The complete list price was $1.25M with a discount of $212K (17% of the complete price) but this might actually be a 25% discount on the hardware or just the storage. The price on the 200GB SSD (SLC?) is $3079 which should easily support a 30% discount.
I would like to know what discount levels people are actually getting on SQL Server EE? The price with Software Assurance is about $10K per core, so this might be the proper budgeting value. Oh yeah, IBM include 1 Microsoft Problem Resolution Services incident as part of the 3-year cost of ownership.
On storage IO side, PCI-E gen 3 has been available in server systems (Sandy Bridge EP) for almost 2 years. PCI RAID controllers came sometime after that. There now also RAID controllers with both PCI-E gen 3 and SAS 12Gb/s on the downstream side.
Much of the storage infrastructure (especially HDDs and SSDs) are expected to remain 6Gbps for some time.
It would be helpful if there were either or both disk enclosures support 12Gb/s SAS and RAID controllers that have 4 x4 SAS ports to better leverage the bandwidth of PCI-E gen 3 x8 on the upstream side when the downstream side is still 6Gb/s.
There is still bandwidth mismatch but such is life.
Internally, disk enclosures have (2) chips, one per controller, with each having sufficient x1 SAS ports for each bay and 2 x4 ports for upstream and downstream traffic. The two controllers supporting dual-path - with dual-port SAS devices.

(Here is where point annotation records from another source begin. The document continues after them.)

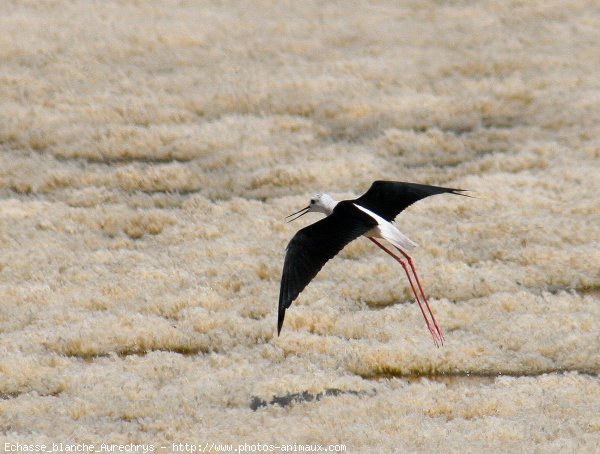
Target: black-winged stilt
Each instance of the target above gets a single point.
(370, 215)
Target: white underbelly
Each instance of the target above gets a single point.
(388, 231)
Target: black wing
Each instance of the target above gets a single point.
(389, 198)
(314, 245)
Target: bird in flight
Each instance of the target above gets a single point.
(370, 215)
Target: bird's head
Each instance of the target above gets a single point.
(322, 203)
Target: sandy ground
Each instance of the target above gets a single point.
(149, 152)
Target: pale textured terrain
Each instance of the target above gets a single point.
(149, 152)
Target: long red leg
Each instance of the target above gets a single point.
(436, 339)
(412, 267)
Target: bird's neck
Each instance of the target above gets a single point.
(329, 204)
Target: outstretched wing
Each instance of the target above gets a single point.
(389, 198)
(314, 245)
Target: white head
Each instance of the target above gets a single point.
(322, 203)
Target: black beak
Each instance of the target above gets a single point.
(302, 212)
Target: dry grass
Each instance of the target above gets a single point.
(150, 150)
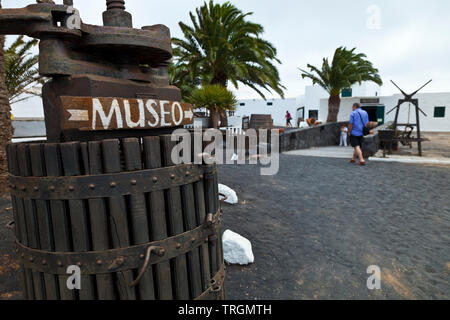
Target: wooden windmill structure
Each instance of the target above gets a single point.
(406, 138)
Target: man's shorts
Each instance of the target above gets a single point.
(356, 141)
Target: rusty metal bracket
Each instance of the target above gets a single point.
(224, 198)
(121, 259)
(105, 185)
(159, 251)
(216, 288)
(10, 225)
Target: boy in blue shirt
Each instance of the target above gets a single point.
(358, 120)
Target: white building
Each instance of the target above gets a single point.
(304, 107)
(435, 105)
(275, 107)
(315, 104)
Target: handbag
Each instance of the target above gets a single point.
(366, 131)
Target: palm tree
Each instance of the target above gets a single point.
(346, 69)
(222, 47)
(22, 76)
(179, 77)
(215, 98)
(6, 131)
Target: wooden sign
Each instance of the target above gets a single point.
(87, 113)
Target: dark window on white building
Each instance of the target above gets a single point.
(313, 114)
(439, 112)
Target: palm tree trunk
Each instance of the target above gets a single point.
(214, 118)
(6, 131)
(334, 103)
(218, 115)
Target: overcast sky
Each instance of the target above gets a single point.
(409, 43)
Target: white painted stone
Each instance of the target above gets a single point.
(237, 249)
(230, 193)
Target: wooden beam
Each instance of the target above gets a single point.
(99, 114)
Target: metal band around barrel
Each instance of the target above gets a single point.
(106, 185)
(121, 259)
(216, 289)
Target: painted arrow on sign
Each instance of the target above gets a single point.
(85, 113)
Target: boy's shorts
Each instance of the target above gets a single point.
(356, 141)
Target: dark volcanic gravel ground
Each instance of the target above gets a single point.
(314, 231)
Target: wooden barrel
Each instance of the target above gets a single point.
(136, 225)
(261, 121)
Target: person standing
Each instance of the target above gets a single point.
(344, 136)
(288, 119)
(358, 120)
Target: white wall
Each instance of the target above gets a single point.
(259, 106)
(427, 102)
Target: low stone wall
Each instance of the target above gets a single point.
(325, 135)
(321, 136)
(371, 143)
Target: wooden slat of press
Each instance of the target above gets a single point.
(219, 236)
(190, 223)
(99, 222)
(23, 157)
(71, 161)
(19, 218)
(44, 221)
(219, 258)
(200, 210)
(176, 225)
(158, 225)
(118, 217)
(59, 216)
(211, 208)
(138, 210)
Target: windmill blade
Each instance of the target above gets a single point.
(398, 106)
(422, 87)
(423, 112)
(403, 92)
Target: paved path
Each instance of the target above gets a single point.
(311, 240)
(325, 152)
(314, 233)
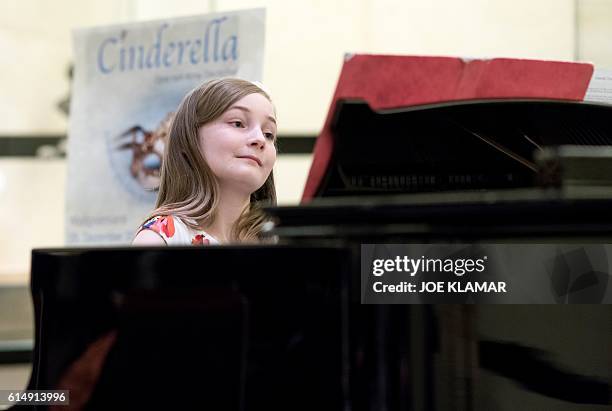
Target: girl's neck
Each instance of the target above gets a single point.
(231, 205)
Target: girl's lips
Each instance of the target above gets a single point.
(255, 159)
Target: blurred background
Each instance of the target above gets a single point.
(305, 44)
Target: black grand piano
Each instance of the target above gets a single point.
(282, 327)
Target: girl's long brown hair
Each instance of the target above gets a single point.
(188, 188)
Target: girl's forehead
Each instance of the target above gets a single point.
(255, 103)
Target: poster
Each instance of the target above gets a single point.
(128, 80)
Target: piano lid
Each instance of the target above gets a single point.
(416, 124)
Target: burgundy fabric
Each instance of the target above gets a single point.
(399, 81)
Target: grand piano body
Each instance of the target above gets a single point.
(281, 327)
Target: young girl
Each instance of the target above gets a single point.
(217, 168)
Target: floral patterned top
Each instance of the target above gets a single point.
(175, 232)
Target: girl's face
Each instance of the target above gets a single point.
(239, 145)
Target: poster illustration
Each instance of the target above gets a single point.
(129, 79)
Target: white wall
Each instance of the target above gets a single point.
(306, 41)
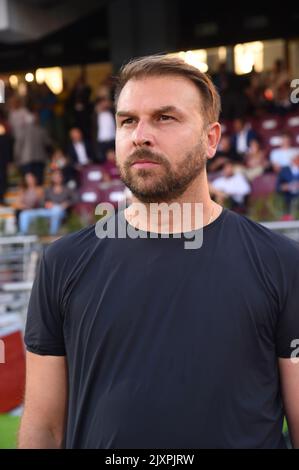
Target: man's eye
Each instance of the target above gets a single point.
(165, 117)
(127, 121)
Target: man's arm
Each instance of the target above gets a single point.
(44, 417)
(289, 376)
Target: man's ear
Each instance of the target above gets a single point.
(213, 137)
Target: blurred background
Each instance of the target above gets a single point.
(57, 131)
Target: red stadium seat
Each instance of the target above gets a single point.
(263, 185)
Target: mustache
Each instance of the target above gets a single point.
(142, 154)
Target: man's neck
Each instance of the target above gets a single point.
(192, 210)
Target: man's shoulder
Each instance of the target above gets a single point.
(71, 245)
(260, 237)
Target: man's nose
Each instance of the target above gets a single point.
(142, 135)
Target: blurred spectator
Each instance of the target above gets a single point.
(283, 155)
(5, 156)
(278, 77)
(233, 185)
(45, 105)
(59, 161)
(242, 136)
(224, 152)
(18, 116)
(61, 116)
(31, 195)
(32, 149)
(255, 161)
(80, 105)
(109, 167)
(288, 182)
(104, 128)
(80, 151)
(58, 198)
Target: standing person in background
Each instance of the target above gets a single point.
(32, 149)
(31, 196)
(80, 150)
(58, 199)
(242, 136)
(104, 128)
(5, 155)
(80, 106)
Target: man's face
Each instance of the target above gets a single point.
(160, 137)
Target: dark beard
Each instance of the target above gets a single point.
(170, 184)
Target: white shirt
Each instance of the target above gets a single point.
(235, 186)
(283, 157)
(106, 126)
(81, 153)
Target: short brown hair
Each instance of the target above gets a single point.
(160, 65)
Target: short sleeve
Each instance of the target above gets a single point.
(44, 324)
(287, 331)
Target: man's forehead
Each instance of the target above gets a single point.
(157, 92)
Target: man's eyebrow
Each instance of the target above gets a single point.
(162, 109)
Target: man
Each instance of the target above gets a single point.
(138, 342)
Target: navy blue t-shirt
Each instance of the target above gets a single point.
(170, 347)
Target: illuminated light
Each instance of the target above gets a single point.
(197, 58)
(22, 89)
(268, 93)
(14, 81)
(52, 76)
(247, 56)
(222, 53)
(29, 77)
(40, 76)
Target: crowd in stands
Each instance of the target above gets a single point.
(62, 146)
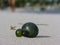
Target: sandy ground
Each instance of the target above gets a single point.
(49, 28)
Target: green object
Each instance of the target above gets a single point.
(30, 30)
(18, 32)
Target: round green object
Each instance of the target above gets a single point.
(18, 32)
(30, 30)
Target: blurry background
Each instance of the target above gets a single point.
(41, 4)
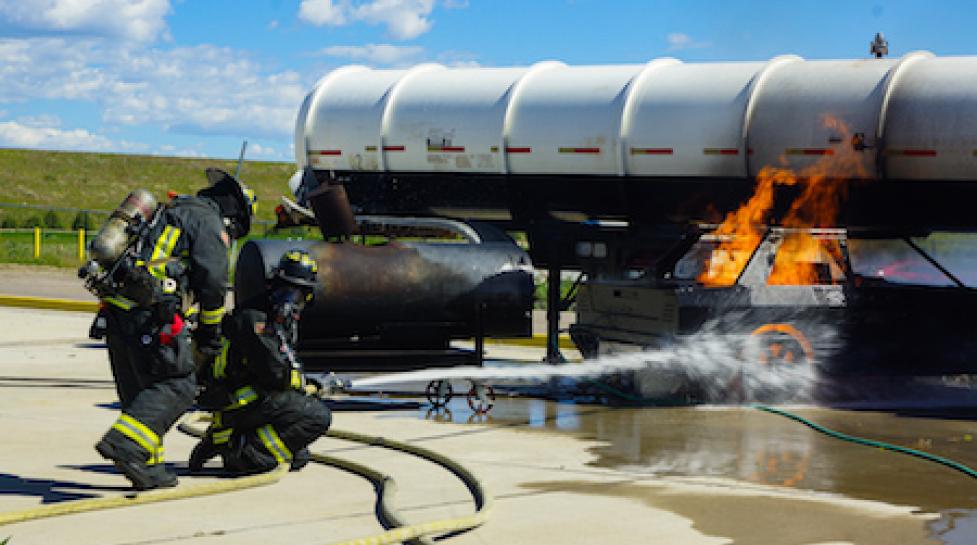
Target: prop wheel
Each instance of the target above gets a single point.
(783, 345)
(439, 393)
(481, 398)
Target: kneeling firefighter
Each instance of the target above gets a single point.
(263, 413)
(166, 259)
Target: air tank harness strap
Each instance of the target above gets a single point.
(161, 256)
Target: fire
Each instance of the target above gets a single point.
(801, 259)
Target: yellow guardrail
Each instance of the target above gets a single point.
(48, 303)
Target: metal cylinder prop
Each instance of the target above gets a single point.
(402, 292)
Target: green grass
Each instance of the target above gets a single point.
(102, 180)
(58, 249)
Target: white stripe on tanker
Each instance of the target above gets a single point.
(661, 119)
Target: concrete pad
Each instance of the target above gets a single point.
(549, 486)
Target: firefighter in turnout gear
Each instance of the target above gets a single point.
(178, 260)
(263, 411)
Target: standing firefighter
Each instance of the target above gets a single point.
(263, 415)
(176, 257)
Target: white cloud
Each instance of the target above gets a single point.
(680, 40)
(173, 151)
(262, 151)
(42, 120)
(134, 20)
(323, 12)
(17, 135)
(404, 19)
(376, 53)
(197, 90)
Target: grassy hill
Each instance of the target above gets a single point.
(102, 180)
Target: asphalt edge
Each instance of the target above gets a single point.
(48, 303)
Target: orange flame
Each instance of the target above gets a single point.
(801, 258)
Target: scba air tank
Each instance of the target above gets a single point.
(116, 235)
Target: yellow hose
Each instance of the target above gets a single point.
(142, 498)
(398, 531)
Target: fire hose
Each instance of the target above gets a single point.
(869, 442)
(142, 498)
(397, 529)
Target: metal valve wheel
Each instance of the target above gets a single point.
(439, 393)
(481, 398)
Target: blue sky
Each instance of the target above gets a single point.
(196, 77)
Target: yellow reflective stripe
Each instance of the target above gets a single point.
(245, 395)
(141, 435)
(211, 317)
(220, 363)
(121, 302)
(161, 252)
(221, 437)
(273, 443)
(242, 396)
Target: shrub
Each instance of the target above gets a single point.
(83, 221)
(51, 220)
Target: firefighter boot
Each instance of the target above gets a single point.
(202, 452)
(301, 459)
(141, 475)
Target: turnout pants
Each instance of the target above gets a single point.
(270, 431)
(155, 384)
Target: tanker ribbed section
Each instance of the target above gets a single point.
(913, 118)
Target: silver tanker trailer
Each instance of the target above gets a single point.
(622, 172)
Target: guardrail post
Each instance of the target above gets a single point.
(81, 244)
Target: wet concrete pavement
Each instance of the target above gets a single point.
(561, 472)
(748, 446)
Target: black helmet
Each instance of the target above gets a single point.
(236, 201)
(296, 267)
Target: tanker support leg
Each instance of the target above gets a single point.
(553, 304)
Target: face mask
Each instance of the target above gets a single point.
(287, 303)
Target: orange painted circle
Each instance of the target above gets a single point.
(790, 331)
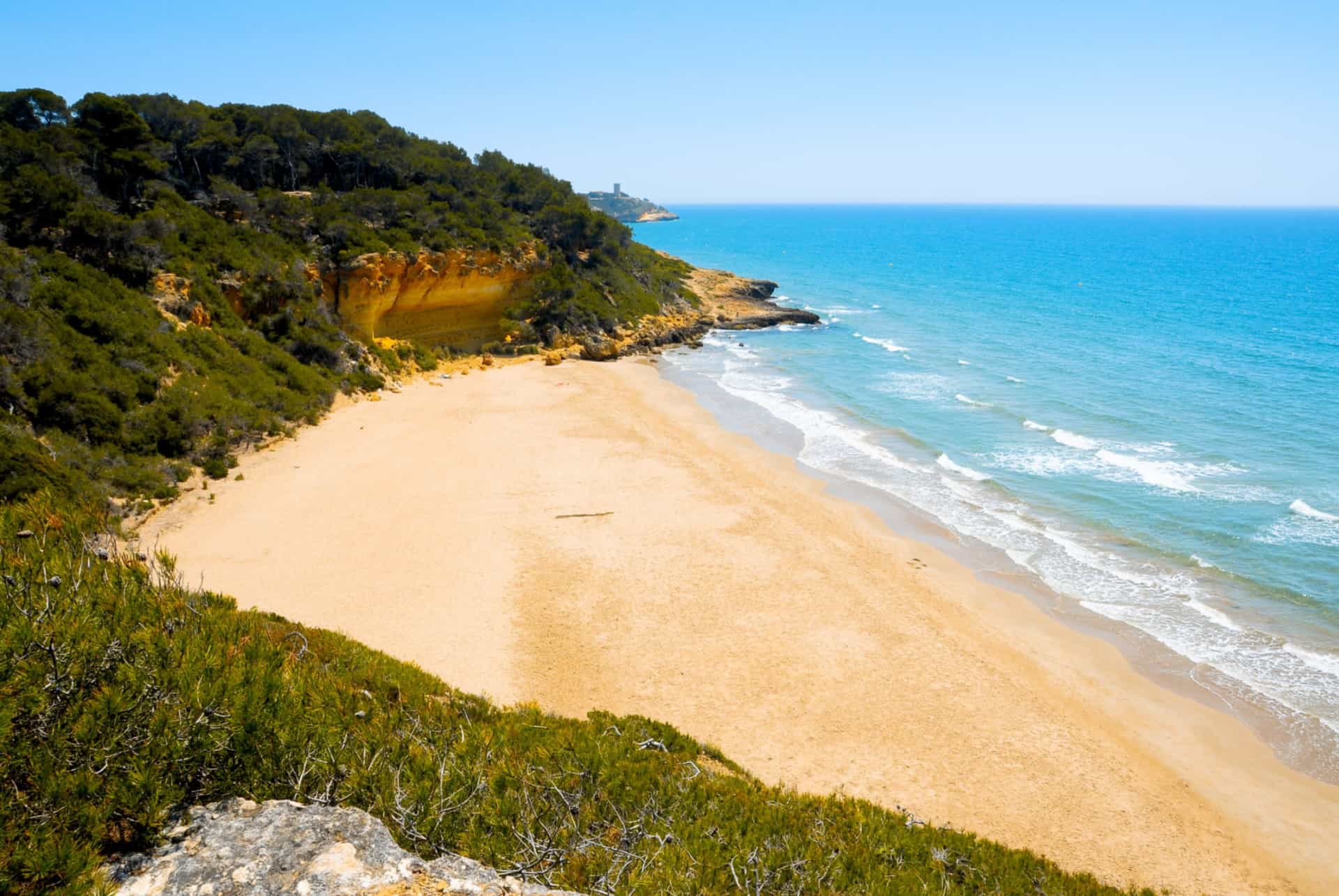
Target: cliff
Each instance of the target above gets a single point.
(283, 846)
(457, 298)
(628, 208)
(460, 299)
(726, 302)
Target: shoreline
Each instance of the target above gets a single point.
(1149, 657)
(889, 670)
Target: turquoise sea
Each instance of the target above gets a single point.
(1136, 407)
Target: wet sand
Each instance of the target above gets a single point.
(586, 536)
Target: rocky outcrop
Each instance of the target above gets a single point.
(454, 298)
(659, 215)
(742, 303)
(628, 209)
(283, 846)
(726, 303)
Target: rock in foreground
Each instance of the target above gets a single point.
(283, 846)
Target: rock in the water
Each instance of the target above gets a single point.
(283, 846)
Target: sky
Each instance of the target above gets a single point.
(1148, 103)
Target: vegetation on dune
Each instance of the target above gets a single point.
(158, 312)
(100, 200)
(125, 694)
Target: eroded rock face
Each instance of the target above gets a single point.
(457, 298)
(283, 846)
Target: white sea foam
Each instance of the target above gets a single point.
(1321, 662)
(918, 388)
(1165, 476)
(1074, 439)
(1216, 616)
(887, 344)
(944, 461)
(1173, 606)
(1305, 509)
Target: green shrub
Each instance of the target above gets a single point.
(125, 694)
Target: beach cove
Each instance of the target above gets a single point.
(587, 536)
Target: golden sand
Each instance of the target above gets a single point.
(586, 536)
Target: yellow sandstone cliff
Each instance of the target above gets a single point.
(457, 298)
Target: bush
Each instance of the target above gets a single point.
(125, 695)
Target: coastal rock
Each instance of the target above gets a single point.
(742, 303)
(599, 349)
(455, 296)
(283, 846)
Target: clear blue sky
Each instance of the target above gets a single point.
(770, 102)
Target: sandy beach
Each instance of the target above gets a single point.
(586, 536)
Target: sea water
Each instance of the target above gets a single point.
(1137, 407)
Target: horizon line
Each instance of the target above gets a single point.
(1282, 206)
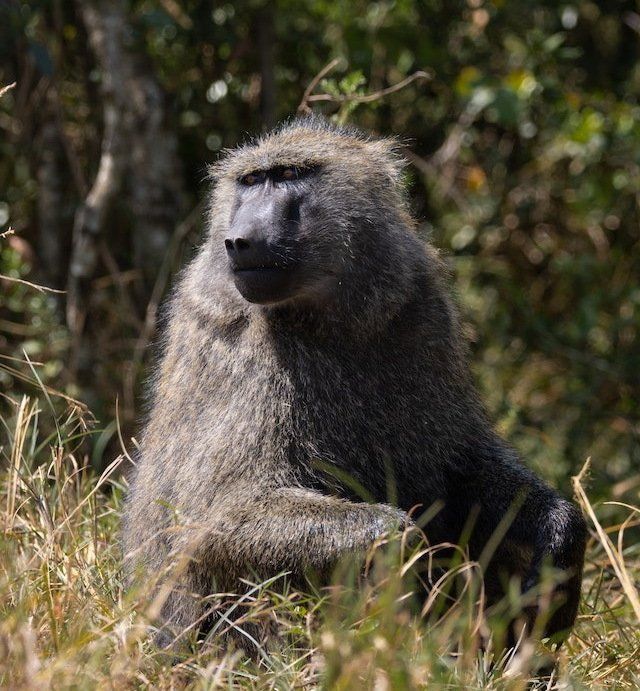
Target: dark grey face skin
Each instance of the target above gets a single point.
(265, 229)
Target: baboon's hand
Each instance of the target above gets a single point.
(291, 528)
(391, 519)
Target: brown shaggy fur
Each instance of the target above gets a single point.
(367, 375)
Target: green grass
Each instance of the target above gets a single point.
(65, 621)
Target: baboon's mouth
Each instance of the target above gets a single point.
(264, 284)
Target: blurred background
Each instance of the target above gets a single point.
(524, 150)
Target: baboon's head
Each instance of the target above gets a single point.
(294, 211)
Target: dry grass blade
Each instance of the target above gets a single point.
(615, 556)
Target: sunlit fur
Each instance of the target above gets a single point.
(254, 405)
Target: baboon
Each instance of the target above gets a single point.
(314, 331)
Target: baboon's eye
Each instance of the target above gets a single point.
(254, 178)
(290, 173)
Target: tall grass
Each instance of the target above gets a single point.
(66, 622)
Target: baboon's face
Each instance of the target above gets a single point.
(288, 208)
(264, 239)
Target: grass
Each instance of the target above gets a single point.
(66, 622)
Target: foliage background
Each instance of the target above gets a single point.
(524, 151)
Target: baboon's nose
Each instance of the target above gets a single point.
(255, 253)
(236, 246)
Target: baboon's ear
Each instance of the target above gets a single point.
(388, 153)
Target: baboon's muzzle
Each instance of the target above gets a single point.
(262, 264)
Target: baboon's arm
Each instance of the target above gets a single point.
(296, 529)
(540, 520)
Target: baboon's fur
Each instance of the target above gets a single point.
(373, 381)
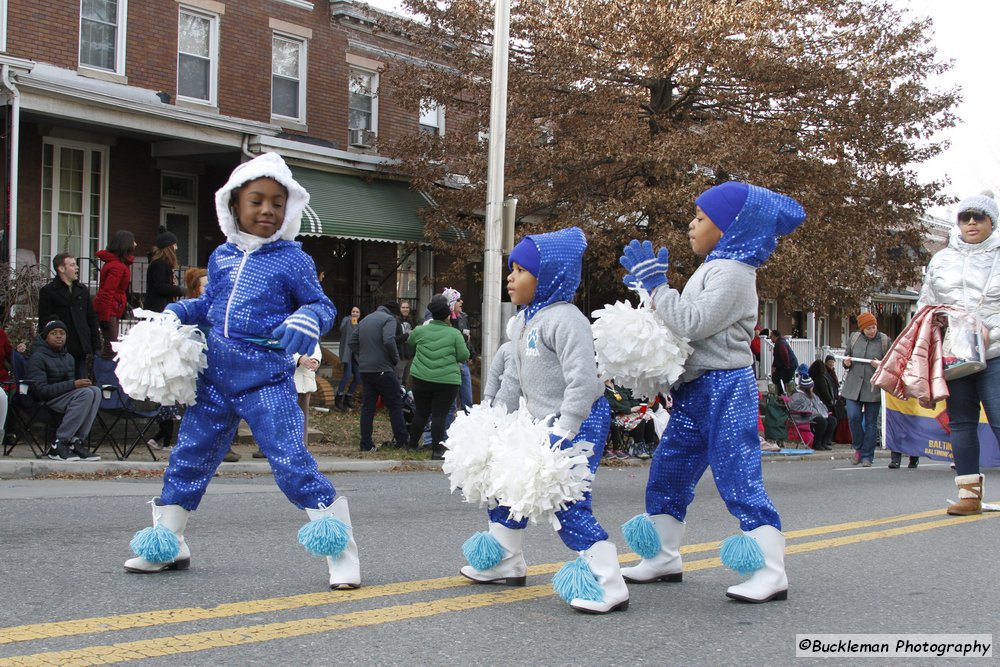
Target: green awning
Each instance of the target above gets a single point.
(349, 207)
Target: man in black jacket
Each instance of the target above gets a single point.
(50, 372)
(67, 300)
(373, 344)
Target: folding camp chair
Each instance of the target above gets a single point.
(26, 412)
(125, 422)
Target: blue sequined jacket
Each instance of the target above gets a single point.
(251, 292)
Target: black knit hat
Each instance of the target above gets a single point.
(165, 238)
(53, 324)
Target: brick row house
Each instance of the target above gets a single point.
(129, 114)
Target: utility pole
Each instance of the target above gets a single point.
(493, 253)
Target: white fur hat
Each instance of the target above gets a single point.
(983, 203)
(266, 165)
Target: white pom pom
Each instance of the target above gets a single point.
(468, 461)
(649, 359)
(495, 457)
(159, 359)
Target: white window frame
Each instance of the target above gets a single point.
(87, 213)
(120, 41)
(407, 284)
(303, 69)
(213, 51)
(432, 116)
(3, 25)
(355, 71)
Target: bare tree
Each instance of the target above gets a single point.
(620, 113)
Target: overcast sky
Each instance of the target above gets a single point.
(964, 31)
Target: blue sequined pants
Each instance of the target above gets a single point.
(246, 382)
(713, 422)
(579, 529)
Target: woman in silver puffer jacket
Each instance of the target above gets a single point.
(966, 274)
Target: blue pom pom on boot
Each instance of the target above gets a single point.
(496, 556)
(657, 539)
(163, 546)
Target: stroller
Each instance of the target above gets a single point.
(779, 425)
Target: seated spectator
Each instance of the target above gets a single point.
(630, 415)
(806, 406)
(51, 371)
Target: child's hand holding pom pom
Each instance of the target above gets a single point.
(159, 359)
(648, 360)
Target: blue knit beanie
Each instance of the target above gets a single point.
(526, 254)
(722, 203)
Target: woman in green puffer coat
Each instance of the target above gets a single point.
(435, 375)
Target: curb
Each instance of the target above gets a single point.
(32, 468)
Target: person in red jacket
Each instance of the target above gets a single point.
(116, 275)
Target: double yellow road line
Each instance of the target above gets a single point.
(799, 541)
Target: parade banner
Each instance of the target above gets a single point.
(916, 431)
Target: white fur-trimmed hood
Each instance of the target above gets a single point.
(269, 165)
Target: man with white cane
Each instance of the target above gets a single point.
(867, 347)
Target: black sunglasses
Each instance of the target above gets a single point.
(965, 216)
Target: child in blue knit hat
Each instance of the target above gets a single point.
(553, 368)
(714, 419)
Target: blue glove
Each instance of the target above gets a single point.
(299, 333)
(645, 268)
(176, 309)
(561, 440)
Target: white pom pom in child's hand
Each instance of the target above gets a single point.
(159, 359)
(468, 461)
(495, 457)
(649, 359)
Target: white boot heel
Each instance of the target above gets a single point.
(163, 546)
(496, 557)
(657, 539)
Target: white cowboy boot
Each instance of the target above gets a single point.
(970, 495)
(769, 582)
(666, 564)
(329, 533)
(161, 547)
(593, 583)
(496, 557)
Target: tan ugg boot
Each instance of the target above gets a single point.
(970, 495)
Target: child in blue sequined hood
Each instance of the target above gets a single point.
(552, 366)
(714, 418)
(263, 302)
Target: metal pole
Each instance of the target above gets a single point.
(493, 254)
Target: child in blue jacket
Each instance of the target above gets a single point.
(714, 418)
(552, 366)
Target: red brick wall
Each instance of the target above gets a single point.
(49, 32)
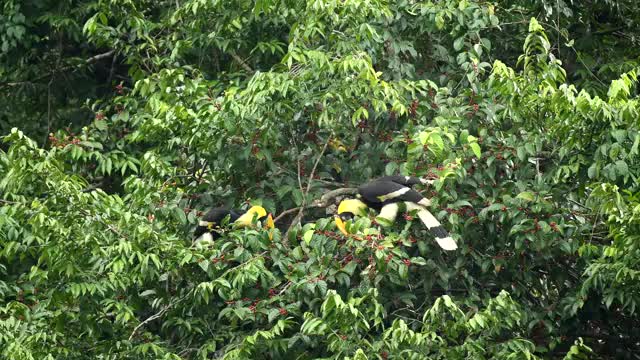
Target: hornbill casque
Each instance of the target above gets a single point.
(386, 195)
(210, 226)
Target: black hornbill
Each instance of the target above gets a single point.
(386, 195)
(210, 225)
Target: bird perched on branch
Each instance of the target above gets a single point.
(213, 222)
(387, 195)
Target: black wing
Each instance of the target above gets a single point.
(402, 180)
(215, 215)
(379, 193)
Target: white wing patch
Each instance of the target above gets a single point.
(394, 194)
(204, 238)
(389, 212)
(425, 202)
(426, 181)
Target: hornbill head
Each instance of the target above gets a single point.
(347, 210)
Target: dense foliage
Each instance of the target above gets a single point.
(123, 120)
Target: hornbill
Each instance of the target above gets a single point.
(386, 195)
(211, 223)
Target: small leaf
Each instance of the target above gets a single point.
(308, 235)
(476, 149)
(526, 195)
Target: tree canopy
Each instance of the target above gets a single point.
(123, 121)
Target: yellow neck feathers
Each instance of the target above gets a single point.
(354, 206)
(247, 218)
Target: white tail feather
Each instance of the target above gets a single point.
(430, 221)
(447, 243)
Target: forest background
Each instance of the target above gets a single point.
(123, 120)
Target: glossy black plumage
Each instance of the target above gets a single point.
(216, 216)
(373, 193)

We would like to be able to have the x4 ports operate at 12Gb/s per lane, while connecting to either 6 or 12 Gb/s, allowing continued used of 6Gbps storage devices. There might be 24 bays communicating at 6Gbps, more than enough to load the x4 port on each of the two controllers.
I am curious as to the lack of SSDs with PCI-E gen3 interface. Dell says their PCI-E SSDs are now on the new NVMe standard.
I suppose the effort to work this in,
along with the combo PCI-E or SATA interface has run into longer than expected debugging effort.
If so, then we will wait patiently.
In server world, it is important for new storage technology to be thoroughly tested.
Intel's Xeon E5-2600 V2: 12-core Ivy Bridge EP for Servers
by Johan De Gelas September 17 2013, and
Intel Readying 15-core Xeon E7 v2,
A technical look at Intel's new Ivy Bridge-EX,
and Toms Hardware
Intel Xeon E5-2600 v2: More Cores, Cache, And Better Efficiency.
The TPC-E supporting files are now available for the two new results on the Xeon E7 v2 and SQL Server version 2014.
In the IBM report, the SQL does use either Hekaton table or compiled SQL.
I will look over the NEC report later.